Some of these changes in airway pressures could have been avoided by the use of pressure-controlled ventilation (PCV) rather than volume-controlled ventilation. We have recently completed a similar study of EWO, in an animal model, in which we used EWO at a flow of 6 l/min combined with PCV. [2]We observed a 14% reduction in PaCO2but with no increase in peak airway pressure. Mean airway pressure increased by a nonsignificant amount as a result of intrinsic PEEP caused by EWO. We had the capability of measuring this increase in PEEP, unlike Kalfon et al., by the synchronized suppression of EWO and occlusion of the expiratory valve and found a small but significant increment (2 cm H2O above set PEEP of 2 cm H2O). We were also able to measure the increase in FRC induced by EWO and found this to be 79 ml. Not surprisingly, as a result of the increase in PEEP and unchanged peak airway pressure, tidal ventilation decreased from 0.236 l +/- 0.053 to 0.199 l +/- 0.199 l +/- 0.041. Despite this decrease in alveolar ventilation, we were able to demonstrate significant reductions in PaCO2, although less impressive than Kalfon et al.

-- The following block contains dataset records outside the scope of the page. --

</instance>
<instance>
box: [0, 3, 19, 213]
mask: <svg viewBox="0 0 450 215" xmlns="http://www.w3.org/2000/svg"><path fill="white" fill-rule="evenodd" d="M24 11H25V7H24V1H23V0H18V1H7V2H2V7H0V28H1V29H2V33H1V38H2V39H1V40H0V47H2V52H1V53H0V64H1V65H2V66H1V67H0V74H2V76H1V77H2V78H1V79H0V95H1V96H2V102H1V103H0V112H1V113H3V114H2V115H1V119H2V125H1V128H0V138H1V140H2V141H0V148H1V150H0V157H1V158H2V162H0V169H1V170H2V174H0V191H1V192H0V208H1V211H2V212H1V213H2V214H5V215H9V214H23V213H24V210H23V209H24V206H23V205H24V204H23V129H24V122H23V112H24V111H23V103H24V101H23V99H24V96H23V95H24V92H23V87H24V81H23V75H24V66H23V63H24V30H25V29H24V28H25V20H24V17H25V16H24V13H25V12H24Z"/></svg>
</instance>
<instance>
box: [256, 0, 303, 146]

In summary, we are encouraged by this important study by Kalfon et al., and we believe that TGI holds promise as a means to reduce ventilator-induced lung injury. However, significant increases in airway pressure, as a result of EWO, would be unacceptable to most clinicians, and we believe that better conventional ventilation strategies (i.e., PCV and lowering of set PEEP to compensate for PEEPi) in conjunction with EWO would circumvent this problem.
George P. Findlay, F.R.C.A.
Senior Registrar in Intensive Care Medicine
John Dingley, F.R.C.A.
Consultant in Anaesthesia
Mark N. Smithies, F.R.C.P.
Director of Intensive Care Service; Intensive Care Unit, B3; University Hospital of Wales; Heath Park; Cardiff, CF4 4XW; United Kingdom
(Accepted for publication November 18, 1997.)